1. Cette épitaphe d’un chien de collège, qu’il fût ou non tournebroche comme celui-ci, est un genre de facétie scolastique qui dut souvent se renouveler. Racine, étudiant à Port-Royal, fit en vers latins une pièce de cette espèce, rappelée ainsi par son fils : « Je ne rapporterai pas une élégie sur la mort d’un gros chien qui gardoit la cour de Port-Royal, à la fin de laquelle il promet par ses vers l’immortalité à ce chien, qu’il nomme Rabotin :

Semper honos, Rabotine, tuus, laudesque manebunt ;
—-Carminibus vives, tempus in omne, meis.
SempeMémoires sur la vie de Jean Racine, in-12, p. 27.

Ce genre de poésie rentre dans la catégorie de celles dont parle Furetière dans le Roman bourgeois. V. notre édition, p. 145.

2. C’cst-a-dire contre terre, comme gens au guet, faisant sentinelle à l’erte, ainsi qu’on disoit alors. V. plus haut, sur cette expression, p. 42, note 3.

3. On disoit plus communément troussé en malle.

4. Le collége de Reims étoit rue des Sept-Voies. Il devoit son nom à Guy de Roye, archevêque de Reims, qui l’avoit fondé, en 1409, sur l’emplacement d’un hôtel appartenant aux ducs de Bourgogne.

5. Sur ce cabaretier, dont la femme reprit la taverne, et qui est souvent cité par Tallemant, V. notre Histoire des hôtelleries et cabarets, t. 2, p. 325–326. Sur son petit-fils, Jean Coiffier, qui fut maître des comptes, V. plus haut, p. 195.

6. Aller à gambette, c’est gambader. On avoit autrefois le verbe gambeter dans le même sens.

7. Lapin de M. de Navierre. (Note de l’auteur. )

8. On sait que ce mot se prit d’abord pour académicien, qui ne le remplaça dans la langue qu’après 1643. Cette substitution, ou plutôt cette transformation, trouve sa preuve et sa date presque certaine dans le titre de la seconde édition d’une comédie célèbre de Saint-Évremont. Imprimée d’abord sous le titre de : les Académistes, en 1643, elle prit celui de : les Académiciens, dans l’édition suivante. Le mot s’étoit métamorphosé dans l’intervalle.
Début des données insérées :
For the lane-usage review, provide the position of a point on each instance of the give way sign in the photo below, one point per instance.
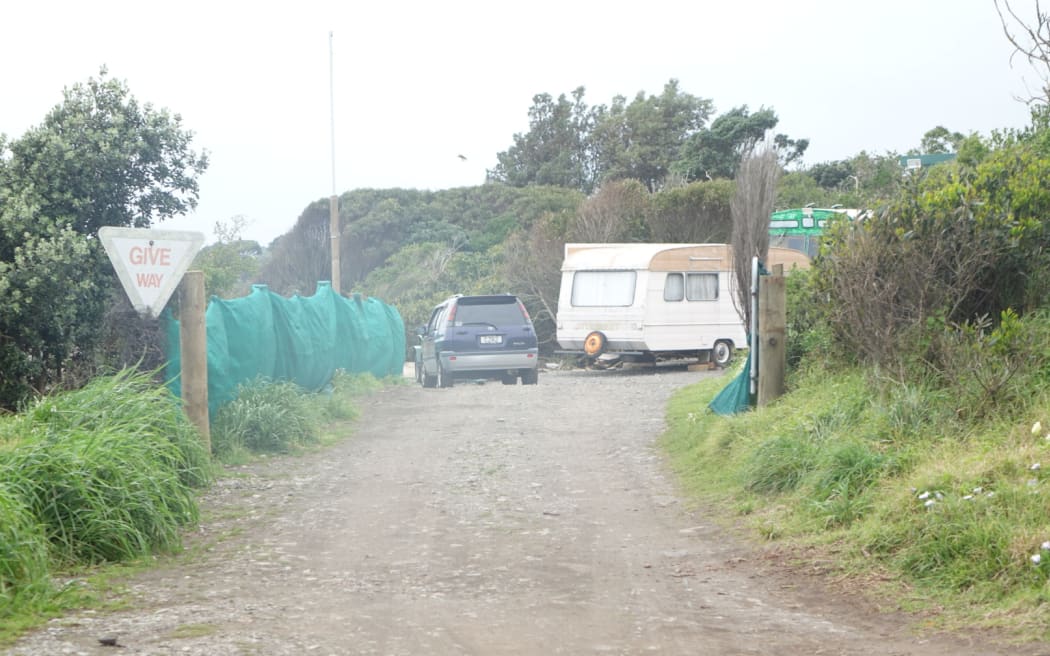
(149, 262)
9. Confrère, émule. Regnier l’emploie dans le sens de rival :

Et sans respect des saincts, hors l’Eglise il me porte,
Aussi froid qu’un jaloux qui voit son corrival.
Aussi froid qu’un jaloux qSatire VIII, p. 95.

10. Carmina, vers.

11. C’est-à-dire chien d’Amérique, et comme lui n’aboyant plus. C’étoit, on le sait, une croyance généralement répandue que les chiens perdoient la voix rien qu’en touchant la terre du Nouveau-Monde. J’ai dit dans une note d’une pièce précédente ce qui avoit rendu à cette époque le nom des Topinamboux très populaire à Paris.

12. C’est-à-dire les écoliers du collége des Écossois, situé rue des Fossés-Saint-Victor, et par conséquent assez voisin de celui de Reims.

13. Il venoit beaucoup de chiens de l’Artois, notamment de Boulogne, qui fournissoit les petites chiens de manchon. Pour les empêcher de croître, on leur frottoit toutes les jointures avec de fort esprit de vin, pendant plusieurs jours de suite, aussitôt après qu’ils étoient nés.